Here's what Steven Lindsay says about use of the term "shock."


> First, at low levels, the term shock is *hardly fitting to describe the effect *produced by electronic training collars, since *there is virtually no effect beyond a pulsing tingling or tickling sensation *on the surface of the skin. Second, *the word shock is loaded with biased connotations, images of convulsions spasms and burns, and implications associated with extreme physical pain, emotional trauma, physiological collapse, and laboratory abuses. * Third, the e−stimulus or signal generated by most modern devices is highly controlled and present to produce a specific set of behavior and motivational responses to it.


_ Handbook of Applied Dog Behavior and Training, Volume 3, _ (Ames, Iowa: Blackwell Publishing, 2005) pg 569

I think that most antis used the word "shock" not because it's "accurate" but for its "shock value" (pun intended). They WANT to evoke the _"biased connotations, images of convulsions spasms and burns, and implications associated with extreme physical pain, emotional trauma, physiological collapse, and laboratory abuses."_ A good part of their argument is emotional, and they think that this helps them. The truth is that NONE of these things happen with low level stim. I think that some of them know this but they pretend not to. Some claim that it does.


----------



## Lou Castle (Mar 16, 2011)

kwhit said:


> Everyone has to make their own choices, but what I _firmly_ believe is that these collars should never be sold without training. It's irresponsible for the manufacturers to give the general public access to this training method without proper instruction on how to apply it correctly. I don't know how that could be implemented, but, to me, seems like that is the only responsible way to sell these collars.

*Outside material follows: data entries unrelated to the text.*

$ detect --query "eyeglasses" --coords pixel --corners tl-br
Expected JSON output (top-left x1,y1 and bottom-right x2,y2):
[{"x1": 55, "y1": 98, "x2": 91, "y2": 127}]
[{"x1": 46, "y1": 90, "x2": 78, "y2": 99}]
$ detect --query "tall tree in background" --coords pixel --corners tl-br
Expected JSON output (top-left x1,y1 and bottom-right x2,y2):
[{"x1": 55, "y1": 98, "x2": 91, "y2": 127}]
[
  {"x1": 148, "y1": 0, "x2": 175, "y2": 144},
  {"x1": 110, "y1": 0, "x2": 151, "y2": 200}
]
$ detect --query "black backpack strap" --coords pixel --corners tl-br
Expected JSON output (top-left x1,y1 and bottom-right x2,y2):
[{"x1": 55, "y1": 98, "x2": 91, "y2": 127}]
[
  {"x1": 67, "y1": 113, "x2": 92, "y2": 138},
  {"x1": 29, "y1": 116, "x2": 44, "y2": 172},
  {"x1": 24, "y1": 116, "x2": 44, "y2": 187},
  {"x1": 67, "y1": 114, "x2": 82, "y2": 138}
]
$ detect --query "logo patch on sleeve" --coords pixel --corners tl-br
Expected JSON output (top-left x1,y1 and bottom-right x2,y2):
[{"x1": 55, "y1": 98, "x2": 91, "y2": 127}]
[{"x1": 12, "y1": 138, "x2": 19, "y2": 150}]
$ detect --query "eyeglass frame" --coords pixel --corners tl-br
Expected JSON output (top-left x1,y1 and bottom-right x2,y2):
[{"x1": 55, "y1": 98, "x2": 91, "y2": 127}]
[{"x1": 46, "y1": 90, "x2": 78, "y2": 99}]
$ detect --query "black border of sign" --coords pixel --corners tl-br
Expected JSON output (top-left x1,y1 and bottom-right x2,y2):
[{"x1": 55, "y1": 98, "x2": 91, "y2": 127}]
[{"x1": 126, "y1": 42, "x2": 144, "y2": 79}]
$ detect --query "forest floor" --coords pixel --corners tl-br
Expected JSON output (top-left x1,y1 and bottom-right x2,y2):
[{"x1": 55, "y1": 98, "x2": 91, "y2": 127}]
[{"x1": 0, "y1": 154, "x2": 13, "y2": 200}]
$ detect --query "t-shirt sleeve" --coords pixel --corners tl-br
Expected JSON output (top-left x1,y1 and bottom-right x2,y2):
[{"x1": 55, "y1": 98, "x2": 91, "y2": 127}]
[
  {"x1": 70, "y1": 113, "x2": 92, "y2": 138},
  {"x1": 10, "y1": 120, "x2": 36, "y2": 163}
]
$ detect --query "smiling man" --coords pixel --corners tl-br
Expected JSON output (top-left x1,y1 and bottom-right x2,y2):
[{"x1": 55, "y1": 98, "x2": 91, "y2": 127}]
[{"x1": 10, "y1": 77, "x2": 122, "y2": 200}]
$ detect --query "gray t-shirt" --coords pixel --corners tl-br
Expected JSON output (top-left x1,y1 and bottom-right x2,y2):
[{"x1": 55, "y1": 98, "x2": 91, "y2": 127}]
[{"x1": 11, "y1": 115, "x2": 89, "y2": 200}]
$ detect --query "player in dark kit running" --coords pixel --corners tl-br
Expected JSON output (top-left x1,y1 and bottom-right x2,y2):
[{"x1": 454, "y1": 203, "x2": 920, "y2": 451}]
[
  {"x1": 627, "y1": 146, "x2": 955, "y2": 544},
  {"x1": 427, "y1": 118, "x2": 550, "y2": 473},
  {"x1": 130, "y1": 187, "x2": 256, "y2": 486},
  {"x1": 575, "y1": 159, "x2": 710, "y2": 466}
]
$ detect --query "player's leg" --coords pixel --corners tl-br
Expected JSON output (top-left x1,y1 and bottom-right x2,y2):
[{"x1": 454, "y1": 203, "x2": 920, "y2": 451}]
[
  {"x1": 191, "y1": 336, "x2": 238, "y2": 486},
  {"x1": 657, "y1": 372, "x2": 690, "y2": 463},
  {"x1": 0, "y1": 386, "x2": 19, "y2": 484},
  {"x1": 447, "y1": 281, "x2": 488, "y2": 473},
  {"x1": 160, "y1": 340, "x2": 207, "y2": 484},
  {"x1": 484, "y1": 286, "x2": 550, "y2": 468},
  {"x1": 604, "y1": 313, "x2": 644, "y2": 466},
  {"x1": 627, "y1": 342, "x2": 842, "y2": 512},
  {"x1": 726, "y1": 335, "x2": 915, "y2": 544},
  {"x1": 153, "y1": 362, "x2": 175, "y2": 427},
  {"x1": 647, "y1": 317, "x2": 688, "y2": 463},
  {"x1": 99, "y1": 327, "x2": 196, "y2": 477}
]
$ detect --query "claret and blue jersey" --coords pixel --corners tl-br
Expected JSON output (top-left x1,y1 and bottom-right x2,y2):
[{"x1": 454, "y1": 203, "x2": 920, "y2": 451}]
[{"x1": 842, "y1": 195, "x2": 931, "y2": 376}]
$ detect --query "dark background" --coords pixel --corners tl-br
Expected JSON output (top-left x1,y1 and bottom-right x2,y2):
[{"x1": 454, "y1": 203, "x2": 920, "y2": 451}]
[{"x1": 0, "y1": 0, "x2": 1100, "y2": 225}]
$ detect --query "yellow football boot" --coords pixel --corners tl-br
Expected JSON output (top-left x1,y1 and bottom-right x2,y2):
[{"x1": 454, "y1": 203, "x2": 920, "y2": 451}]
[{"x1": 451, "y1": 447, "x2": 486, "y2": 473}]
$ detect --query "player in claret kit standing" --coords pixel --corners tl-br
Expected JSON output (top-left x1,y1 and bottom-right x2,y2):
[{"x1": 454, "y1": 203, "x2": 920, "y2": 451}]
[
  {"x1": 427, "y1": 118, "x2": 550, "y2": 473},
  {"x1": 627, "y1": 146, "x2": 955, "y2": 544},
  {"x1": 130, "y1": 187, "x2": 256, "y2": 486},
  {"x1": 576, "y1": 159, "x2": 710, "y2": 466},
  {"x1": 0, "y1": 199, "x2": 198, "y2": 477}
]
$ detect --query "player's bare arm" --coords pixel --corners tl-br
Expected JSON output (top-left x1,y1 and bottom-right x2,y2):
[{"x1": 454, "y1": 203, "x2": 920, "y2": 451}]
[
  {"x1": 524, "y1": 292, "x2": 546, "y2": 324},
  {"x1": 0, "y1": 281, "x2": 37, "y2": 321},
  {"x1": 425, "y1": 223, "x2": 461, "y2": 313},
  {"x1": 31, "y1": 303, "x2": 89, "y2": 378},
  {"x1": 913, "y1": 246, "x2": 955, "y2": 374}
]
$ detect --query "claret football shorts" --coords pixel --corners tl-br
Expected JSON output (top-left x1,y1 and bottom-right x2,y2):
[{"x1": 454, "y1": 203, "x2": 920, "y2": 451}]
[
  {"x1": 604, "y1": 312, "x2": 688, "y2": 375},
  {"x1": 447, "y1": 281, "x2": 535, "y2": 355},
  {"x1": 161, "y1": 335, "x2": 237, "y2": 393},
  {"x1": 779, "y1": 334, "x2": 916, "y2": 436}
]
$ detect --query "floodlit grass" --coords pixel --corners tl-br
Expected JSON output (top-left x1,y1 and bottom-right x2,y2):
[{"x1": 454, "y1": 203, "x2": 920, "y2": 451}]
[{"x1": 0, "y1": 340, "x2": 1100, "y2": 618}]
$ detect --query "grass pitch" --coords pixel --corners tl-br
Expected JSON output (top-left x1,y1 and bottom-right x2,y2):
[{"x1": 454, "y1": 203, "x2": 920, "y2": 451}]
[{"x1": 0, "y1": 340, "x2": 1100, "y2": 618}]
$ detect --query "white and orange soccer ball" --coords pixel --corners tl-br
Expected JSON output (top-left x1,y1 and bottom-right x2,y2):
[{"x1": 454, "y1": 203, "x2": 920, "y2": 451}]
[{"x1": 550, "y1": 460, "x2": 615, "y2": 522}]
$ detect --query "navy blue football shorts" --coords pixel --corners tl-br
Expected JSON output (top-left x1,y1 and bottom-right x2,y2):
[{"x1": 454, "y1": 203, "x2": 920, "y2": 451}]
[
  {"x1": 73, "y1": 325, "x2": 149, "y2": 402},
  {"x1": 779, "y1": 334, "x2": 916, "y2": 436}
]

When you and everyone else start advocating for education and requiring education before ANY dog training tool is sold, I'll join in. I don't want to live in a nanny state where the size of my soft drinks, the amount of fat in my diet and Ecollars are controlled by the government. When you start giving government the power to control such minutiae, it's just a matter of time before they try to enlarge their reach.


----------



## Lou Castle (Mar 16, 2011)

tippykayak said:


> FYI - I have trained with e-collar users on a number of occasions. I have seen dogs noticeably flinch when the button is pushed, and the people handling those dogs had advanced field and obedience titles. So in my personal experience with people that train with e-collars, they're not always honest with themselves about how uncomfortable the shock is at the level they're using. To the person pushing the button, the dog has "noticed" the shock and altered his behavior. To me, he is noticeably flinching because it's pretty unpleasant.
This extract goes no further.